Я опорожнил их и, намеренно позвякивая дужками, подался в лесополосу. Я знал, что Матвеич не вынесет и, хотя раньше не собирался отправляться за третьим ведром, сильно взмокрел и устал, - притащится следом за мною. И я не ошибся: Матвеич тотчас показался в кустах с двумя ведрами, ломил прямиком через них, как сердитый медведь, почуявший добычу. Он выбивался из сил, сопел и шнырял под ветками, обеими руками сгребал с них пучки абрикосов. Мы почти разом набрали и понесли. Матвеич, пыхтя сзади, изнывал от жары, отдувался и жалобно охал, но не отставал от меня; пот катился с него градом, увлажняя лопухи. Изредка он опускал ведра и, жадно срывая лист, обмахивал им багровое лицо, вытирал лоб, дышал в лопух. Еле-еле, на последнем запале, выволок он наверх ведра, оставил их на гребне дренажа, а сам заковылял в будку, в тень, и долго там отлеживался, страдальчески охал, пил холодную воду. Тем временем я поколол абрикосы и, снова дразня Матвеича звоном дужек, метнулся через дренаж за новой порцией.
- Еще? - с испугом прокричал вдогонку мой неудачливый соперник, вынырнув из будки. Я оглянулся.
С кислою миной на лице он следил за мною из-под ладони.
До конца долгого летнего дня Матвеич притворялся крайне занятым и, чтобы скрыть недовольство, хранил молчание и сторонился меня, но все-таки, философ землеройный, не утаил несколько удрученных взглядов, вскользь брошенных на мою коричнево припекшуюся курагу.

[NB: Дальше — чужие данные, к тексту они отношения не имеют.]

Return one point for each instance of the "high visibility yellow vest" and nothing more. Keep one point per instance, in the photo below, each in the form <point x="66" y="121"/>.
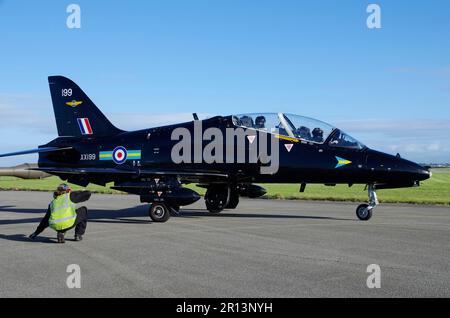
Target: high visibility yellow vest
<point x="63" y="213"/>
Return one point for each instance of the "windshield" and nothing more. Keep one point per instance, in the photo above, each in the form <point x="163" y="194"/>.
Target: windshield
<point x="343" y="140"/>
<point x="308" y="128"/>
<point x="269" y="122"/>
<point x="291" y="125"/>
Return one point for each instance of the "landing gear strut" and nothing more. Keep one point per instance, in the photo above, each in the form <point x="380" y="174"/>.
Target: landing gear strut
<point x="217" y="197"/>
<point x="364" y="211"/>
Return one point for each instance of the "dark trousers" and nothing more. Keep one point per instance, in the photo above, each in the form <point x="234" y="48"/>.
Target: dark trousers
<point x="80" y="222"/>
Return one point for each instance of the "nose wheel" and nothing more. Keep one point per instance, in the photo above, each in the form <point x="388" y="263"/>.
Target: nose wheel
<point x="159" y="212"/>
<point x="364" y="211"/>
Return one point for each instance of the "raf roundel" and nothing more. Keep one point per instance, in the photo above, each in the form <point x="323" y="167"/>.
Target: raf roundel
<point x="119" y="155"/>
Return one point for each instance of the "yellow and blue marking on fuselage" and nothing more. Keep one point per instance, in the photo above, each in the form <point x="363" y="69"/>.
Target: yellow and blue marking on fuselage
<point x="342" y="162"/>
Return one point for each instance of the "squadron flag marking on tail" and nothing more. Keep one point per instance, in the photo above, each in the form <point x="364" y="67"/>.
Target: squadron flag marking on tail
<point x="85" y="126"/>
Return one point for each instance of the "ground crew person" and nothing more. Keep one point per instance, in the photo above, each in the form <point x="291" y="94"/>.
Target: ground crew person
<point x="62" y="215"/>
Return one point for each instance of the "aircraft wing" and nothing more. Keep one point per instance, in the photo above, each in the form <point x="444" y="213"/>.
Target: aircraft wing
<point x="136" y="172"/>
<point x="38" y="150"/>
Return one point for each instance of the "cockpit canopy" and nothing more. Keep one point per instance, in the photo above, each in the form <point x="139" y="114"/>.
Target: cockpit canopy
<point x="300" y="127"/>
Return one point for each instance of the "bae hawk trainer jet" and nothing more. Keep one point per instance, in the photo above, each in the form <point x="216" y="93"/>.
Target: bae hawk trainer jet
<point x="89" y="149"/>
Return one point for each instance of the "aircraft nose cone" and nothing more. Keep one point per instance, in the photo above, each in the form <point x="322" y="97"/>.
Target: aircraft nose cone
<point x="395" y="169"/>
<point x="424" y="173"/>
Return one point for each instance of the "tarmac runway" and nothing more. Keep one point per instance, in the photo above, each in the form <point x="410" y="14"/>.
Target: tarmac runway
<point x="264" y="248"/>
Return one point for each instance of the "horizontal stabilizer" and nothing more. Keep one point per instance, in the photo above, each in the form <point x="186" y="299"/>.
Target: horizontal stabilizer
<point x="38" y="150"/>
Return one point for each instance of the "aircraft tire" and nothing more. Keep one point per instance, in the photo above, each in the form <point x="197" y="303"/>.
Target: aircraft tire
<point x="363" y="212"/>
<point x="217" y="198"/>
<point x="234" y="200"/>
<point x="159" y="212"/>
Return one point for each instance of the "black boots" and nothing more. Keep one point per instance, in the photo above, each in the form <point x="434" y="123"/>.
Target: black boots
<point x="60" y="237"/>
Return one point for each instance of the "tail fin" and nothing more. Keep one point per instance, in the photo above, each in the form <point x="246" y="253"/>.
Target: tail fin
<point x="76" y="115"/>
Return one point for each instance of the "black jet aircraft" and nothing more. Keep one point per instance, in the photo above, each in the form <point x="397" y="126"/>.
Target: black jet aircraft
<point x="89" y="149"/>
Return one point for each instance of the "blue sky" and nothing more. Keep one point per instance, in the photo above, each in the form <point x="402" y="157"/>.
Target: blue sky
<point x="146" y="63"/>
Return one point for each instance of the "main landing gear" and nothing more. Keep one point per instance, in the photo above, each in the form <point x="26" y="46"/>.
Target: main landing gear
<point x="220" y="197"/>
<point x="159" y="212"/>
<point x="364" y="211"/>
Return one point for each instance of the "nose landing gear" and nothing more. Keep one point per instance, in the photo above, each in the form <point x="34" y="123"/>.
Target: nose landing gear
<point x="364" y="211"/>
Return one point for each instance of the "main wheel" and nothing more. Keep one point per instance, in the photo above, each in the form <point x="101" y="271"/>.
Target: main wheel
<point x="234" y="200"/>
<point x="159" y="212"/>
<point x="364" y="212"/>
<point x="217" y="198"/>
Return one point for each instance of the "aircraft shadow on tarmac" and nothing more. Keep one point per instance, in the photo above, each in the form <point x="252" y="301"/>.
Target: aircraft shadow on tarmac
<point x="127" y="215"/>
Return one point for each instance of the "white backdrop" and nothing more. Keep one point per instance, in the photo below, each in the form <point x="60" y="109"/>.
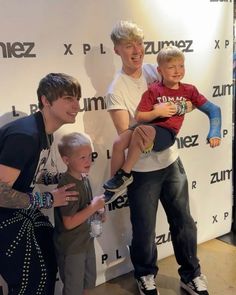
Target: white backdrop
<point x="72" y="36"/>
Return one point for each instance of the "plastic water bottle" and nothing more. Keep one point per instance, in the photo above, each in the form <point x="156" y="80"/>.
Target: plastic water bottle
<point x="96" y="224"/>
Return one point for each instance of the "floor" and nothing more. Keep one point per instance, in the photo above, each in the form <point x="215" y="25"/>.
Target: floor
<point x="218" y="262"/>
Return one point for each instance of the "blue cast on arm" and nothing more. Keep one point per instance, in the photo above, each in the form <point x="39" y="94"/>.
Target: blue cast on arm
<point x="214" y="114"/>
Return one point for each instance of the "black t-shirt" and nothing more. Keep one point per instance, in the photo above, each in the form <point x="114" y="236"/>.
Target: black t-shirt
<point x="24" y="146"/>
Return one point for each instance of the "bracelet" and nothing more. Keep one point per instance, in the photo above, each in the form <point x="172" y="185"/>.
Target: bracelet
<point x="40" y="200"/>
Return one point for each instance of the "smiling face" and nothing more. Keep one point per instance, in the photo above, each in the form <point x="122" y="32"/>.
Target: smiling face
<point x="61" y="111"/>
<point x="172" y="72"/>
<point x="79" y="161"/>
<point x="132" y="54"/>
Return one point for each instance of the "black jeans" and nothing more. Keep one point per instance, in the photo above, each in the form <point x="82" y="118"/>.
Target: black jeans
<point x="171" y="187"/>
<point x="27" y="256"/>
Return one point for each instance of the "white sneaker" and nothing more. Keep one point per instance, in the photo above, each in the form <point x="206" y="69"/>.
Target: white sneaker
<point x="198" y="286"/>
<point x="147" y="285"/>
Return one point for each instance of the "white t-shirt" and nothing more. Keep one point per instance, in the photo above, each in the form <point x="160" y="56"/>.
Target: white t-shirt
<point x="124" y="93"/>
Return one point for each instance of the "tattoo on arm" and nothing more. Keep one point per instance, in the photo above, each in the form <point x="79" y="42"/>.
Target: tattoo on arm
<point x="10" y="198"/>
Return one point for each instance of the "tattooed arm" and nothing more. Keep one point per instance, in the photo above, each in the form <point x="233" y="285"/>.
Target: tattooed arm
<point x="10" y="198"/>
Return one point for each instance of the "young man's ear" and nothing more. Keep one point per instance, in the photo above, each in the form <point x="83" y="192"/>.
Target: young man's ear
<point x="158" y="70"/>
<point x="116" y="50"/>
<point x="65" y="159"/>
<point x="45" y="101"/>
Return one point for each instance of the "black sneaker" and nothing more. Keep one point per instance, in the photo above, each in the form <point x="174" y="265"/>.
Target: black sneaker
<point x="147" y="285"/>
<point x="110" y="196"/>
<point x="119" y="181"/>
<point x="198" y="286"/>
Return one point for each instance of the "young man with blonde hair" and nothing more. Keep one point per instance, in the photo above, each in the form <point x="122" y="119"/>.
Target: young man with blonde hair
<point x="160" y="176"/>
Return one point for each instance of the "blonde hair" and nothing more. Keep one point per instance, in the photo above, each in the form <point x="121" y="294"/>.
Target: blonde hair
<point x="168" y="53"/>
<point x="126" y="30"/>
<point x="70" y="141"/>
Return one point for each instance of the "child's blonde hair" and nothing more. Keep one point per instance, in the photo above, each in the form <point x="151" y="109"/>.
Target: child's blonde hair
<point x="168" y="53"/>
<point x="70" y="141"/>
<point x="126" y="30"/>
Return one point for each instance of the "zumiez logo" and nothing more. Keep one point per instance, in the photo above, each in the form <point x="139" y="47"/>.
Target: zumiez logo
<point x="220" y="0"/>
<point x="153" y="48"/>
<point x="17" y="50"/>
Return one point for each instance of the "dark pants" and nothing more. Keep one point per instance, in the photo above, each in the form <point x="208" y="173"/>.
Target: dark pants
<point x="27" y="258"/>
<point x="171" y="187"/>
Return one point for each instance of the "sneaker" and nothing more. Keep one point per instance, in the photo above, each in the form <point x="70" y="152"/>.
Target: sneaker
<point x="198" y="286"/>
<point x="147" y="285"/>
<point x="110" y="196"/>
<point x="119" y="181"/>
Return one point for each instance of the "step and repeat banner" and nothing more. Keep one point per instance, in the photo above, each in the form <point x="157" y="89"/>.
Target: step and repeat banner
<point x="73" y="36"/>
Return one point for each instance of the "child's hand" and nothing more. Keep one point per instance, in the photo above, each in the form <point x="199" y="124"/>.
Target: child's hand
<point x="214" y="142"/>
<point x="102" y="213"/>
<point x="98" y="202"/>
<point x="165" y="109"/>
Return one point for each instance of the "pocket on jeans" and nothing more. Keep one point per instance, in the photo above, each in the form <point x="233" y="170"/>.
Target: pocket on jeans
<point x="181" y="167"/>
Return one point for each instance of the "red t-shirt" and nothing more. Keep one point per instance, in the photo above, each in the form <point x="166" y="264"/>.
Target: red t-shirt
<point x="158" y="93"/>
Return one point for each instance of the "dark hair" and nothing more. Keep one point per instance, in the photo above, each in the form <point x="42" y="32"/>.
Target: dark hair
<point x="56" y="85"/>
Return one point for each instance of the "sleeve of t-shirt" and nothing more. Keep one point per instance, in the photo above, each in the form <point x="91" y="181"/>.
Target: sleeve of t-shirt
<point x="115" y="102"/>
<point x="17" y="150"/>
<point x="147" y="101"/>
<point x="72" y="207"/>
<point x="197" y="98"/>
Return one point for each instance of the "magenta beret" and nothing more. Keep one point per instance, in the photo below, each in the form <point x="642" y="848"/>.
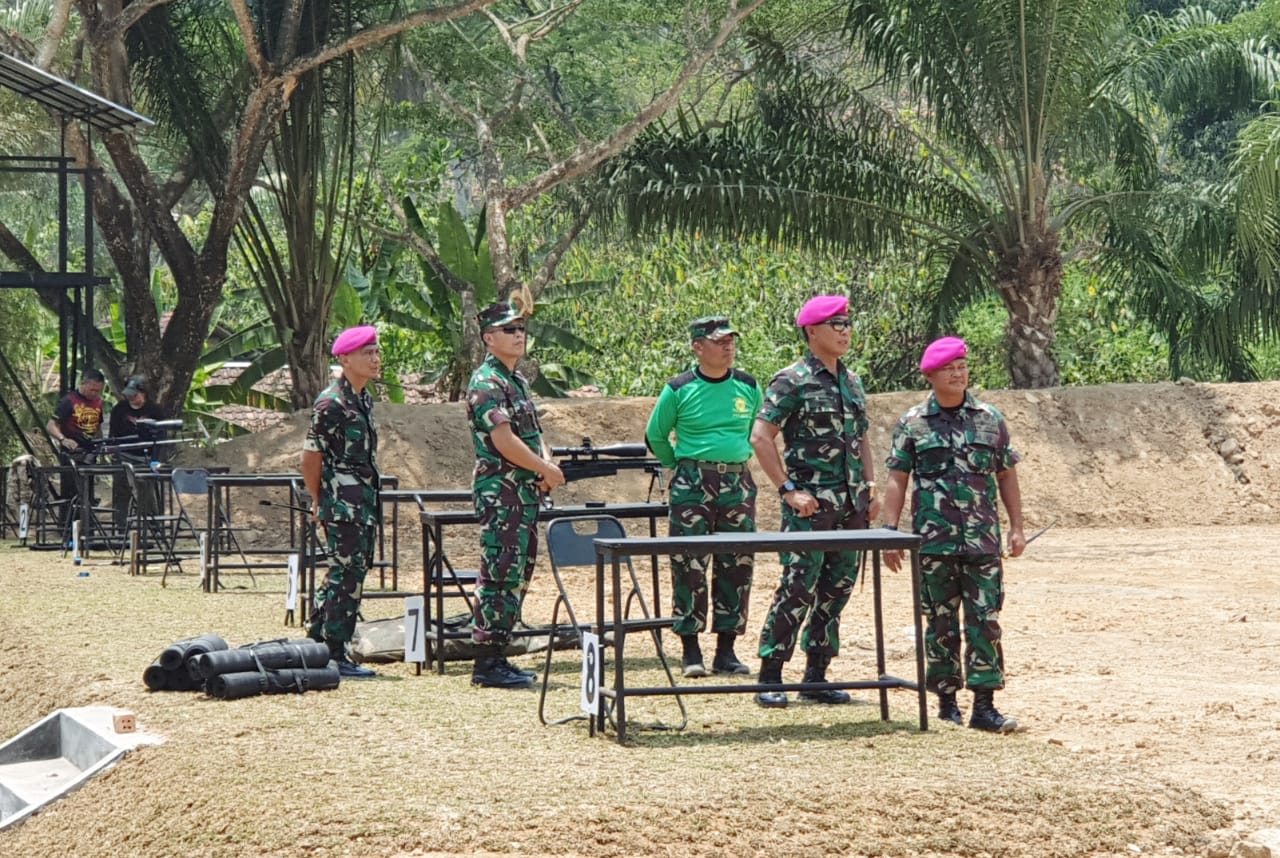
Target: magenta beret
<point x="353" y="338"/>
<point x="819" y="309"/>
<point x="941" y="352"/>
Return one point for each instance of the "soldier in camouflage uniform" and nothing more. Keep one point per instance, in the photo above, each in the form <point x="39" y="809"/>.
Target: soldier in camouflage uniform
<point x="711" y="409"/>
<point x="959" y="452"/>
<point x="826" y="483"/>
<point x="339" y="468"/>
<point x="513" y="469"/>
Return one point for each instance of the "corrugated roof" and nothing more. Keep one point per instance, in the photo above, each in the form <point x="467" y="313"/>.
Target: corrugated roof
<point x="64" y="97"/>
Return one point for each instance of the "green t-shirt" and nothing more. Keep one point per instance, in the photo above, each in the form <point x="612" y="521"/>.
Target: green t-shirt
<point x="712" y="418"/>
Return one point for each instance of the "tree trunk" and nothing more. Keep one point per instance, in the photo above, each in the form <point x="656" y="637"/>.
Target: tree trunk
<point x="309" y="364"/>
<point x="1029" y="282"/>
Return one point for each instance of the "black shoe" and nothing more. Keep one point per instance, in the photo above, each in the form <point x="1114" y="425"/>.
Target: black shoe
<point x="530" y="674"/>
<point x="490" y="671"/>
<point x="348" y="669"/>
<point x="693" y="657"/>
<point x="725" y="660"/>
<point x="949" y="710"/>
<point x="771" y="674"/>
<point x="816" y="671"/>
<point x="986" y="716"/>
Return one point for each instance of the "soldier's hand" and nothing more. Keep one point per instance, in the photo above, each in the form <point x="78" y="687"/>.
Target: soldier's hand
<point x="1016" y="543"/>
<point x="804" y="503"/>
<point x="551" y="477"/>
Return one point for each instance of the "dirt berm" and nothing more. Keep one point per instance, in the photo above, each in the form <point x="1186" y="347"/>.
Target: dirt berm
<point x="1119" y="455"/>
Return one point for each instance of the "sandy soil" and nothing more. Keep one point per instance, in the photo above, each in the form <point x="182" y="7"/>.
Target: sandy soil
<point x="1142" y="642"/>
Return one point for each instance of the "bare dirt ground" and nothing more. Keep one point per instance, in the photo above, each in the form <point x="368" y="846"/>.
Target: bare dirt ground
<point x="1142" y="637"/>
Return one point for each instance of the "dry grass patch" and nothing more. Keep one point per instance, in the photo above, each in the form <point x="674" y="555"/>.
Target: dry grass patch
<point x="423" y="763"/>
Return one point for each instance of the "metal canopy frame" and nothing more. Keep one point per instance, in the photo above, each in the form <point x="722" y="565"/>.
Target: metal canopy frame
<point x="64" y="97"/>
<point x="71" y="104"/>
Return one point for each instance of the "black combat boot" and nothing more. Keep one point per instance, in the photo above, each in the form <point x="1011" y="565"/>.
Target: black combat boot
<point x="493" y="671"/>
<point x="771" y="674"/>
<point x="816" y="671"/>
<point x="986" y="716"/>
<point x="530" y="674"/>
<point x="693" y="656"/>
<point x="725" y="661"/>
<point x="949" y="710"/>
<point x="347" y="669"/>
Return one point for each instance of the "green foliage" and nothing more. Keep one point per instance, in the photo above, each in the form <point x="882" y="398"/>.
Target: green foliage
<point x="1100" y="338"/>
<point x="641" y="328"/>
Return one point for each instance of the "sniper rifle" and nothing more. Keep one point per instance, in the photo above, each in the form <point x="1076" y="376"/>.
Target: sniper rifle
<point x="589" y="461"/>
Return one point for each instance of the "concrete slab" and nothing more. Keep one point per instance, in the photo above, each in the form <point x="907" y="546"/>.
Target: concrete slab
<point x="58" y="753"/>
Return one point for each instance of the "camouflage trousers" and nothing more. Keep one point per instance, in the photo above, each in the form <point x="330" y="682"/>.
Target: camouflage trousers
<point x="705" y="502"/>
<point x="508" y="550"/>
<point x="947" y="585"/>
<point x="816" y="584"/>
<point x="351" y="553"/>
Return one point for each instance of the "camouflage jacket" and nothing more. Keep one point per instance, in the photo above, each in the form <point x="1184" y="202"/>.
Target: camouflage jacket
<point x="955" y="456"/>
<point x="344" y="434"/>
<point x="823" y="418"/>
<point x="496" y="396"/>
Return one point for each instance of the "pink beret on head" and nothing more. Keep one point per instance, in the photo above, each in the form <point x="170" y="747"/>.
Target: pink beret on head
<point x="353" y="338"/>
<point x="819" y="309"/>
<point x="941" y="352"/>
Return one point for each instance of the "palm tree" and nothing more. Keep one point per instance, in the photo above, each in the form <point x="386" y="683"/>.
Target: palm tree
<point x="964" y="146"/>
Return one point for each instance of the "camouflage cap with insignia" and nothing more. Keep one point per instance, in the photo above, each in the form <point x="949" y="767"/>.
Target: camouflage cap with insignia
<point x="711" y="328"/>
<point x="501" y="313"/>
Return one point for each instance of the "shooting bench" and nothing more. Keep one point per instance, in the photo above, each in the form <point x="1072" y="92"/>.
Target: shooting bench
<point x="440" y="580"/>
<point x="609" y="553"/>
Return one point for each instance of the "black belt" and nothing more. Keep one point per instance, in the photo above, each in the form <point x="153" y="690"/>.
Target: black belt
<point x="720" y="468"/>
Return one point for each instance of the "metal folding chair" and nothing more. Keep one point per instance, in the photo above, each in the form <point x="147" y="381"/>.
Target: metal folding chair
<point x="187" y="482"/>
<point x="570" y="542"/>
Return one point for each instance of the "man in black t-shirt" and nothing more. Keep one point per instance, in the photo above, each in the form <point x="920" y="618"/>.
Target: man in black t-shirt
<point x="126" y="428"/>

На закате примчались Гордеич с женою, такой же ершистой и чернявой, как сам, хохлушкой с карими глазами и куделей, собранной в пучок на затылке, мой ликующий тесть с пачкою вощины, завернутой в прозрачную восковую бумагу, и супруга Матвеича, в теле, еще не рыхлая, ладно сбитая, с властной походкой. Выйдя из машины, она сдержанно поздоровалась, окинула хватким оком пасеку и окрестные поля и, передав Матвеичу сумку с продуктами, важно удалилась с ним в будку - на какой-то семейный совет. Между тем хохлушка, Марья Гавриловна, угостила меня домашним сладким печеньем, выспросила о новостях и сказала, что они будут качать послезавтра. Гордеич утвердительно кивнул... Глядя на женщин, лишний раз я убедился в правоте бытующей в народе поговорки: "Муж и жена одна сатана". В самом деле, жены наших компаньонов являли поразительное сходство с мужьями: облик, манера говорить и двигаться, даже смотреть, жесты рук все почти совпадало точь-в-точь, все говорило о том, что и тут, в этой щепетильной интимной области, природа отступает и преобразуется, как воск под твердыми пальцами создателя, перед неумолимым ходом времени и давлением человека.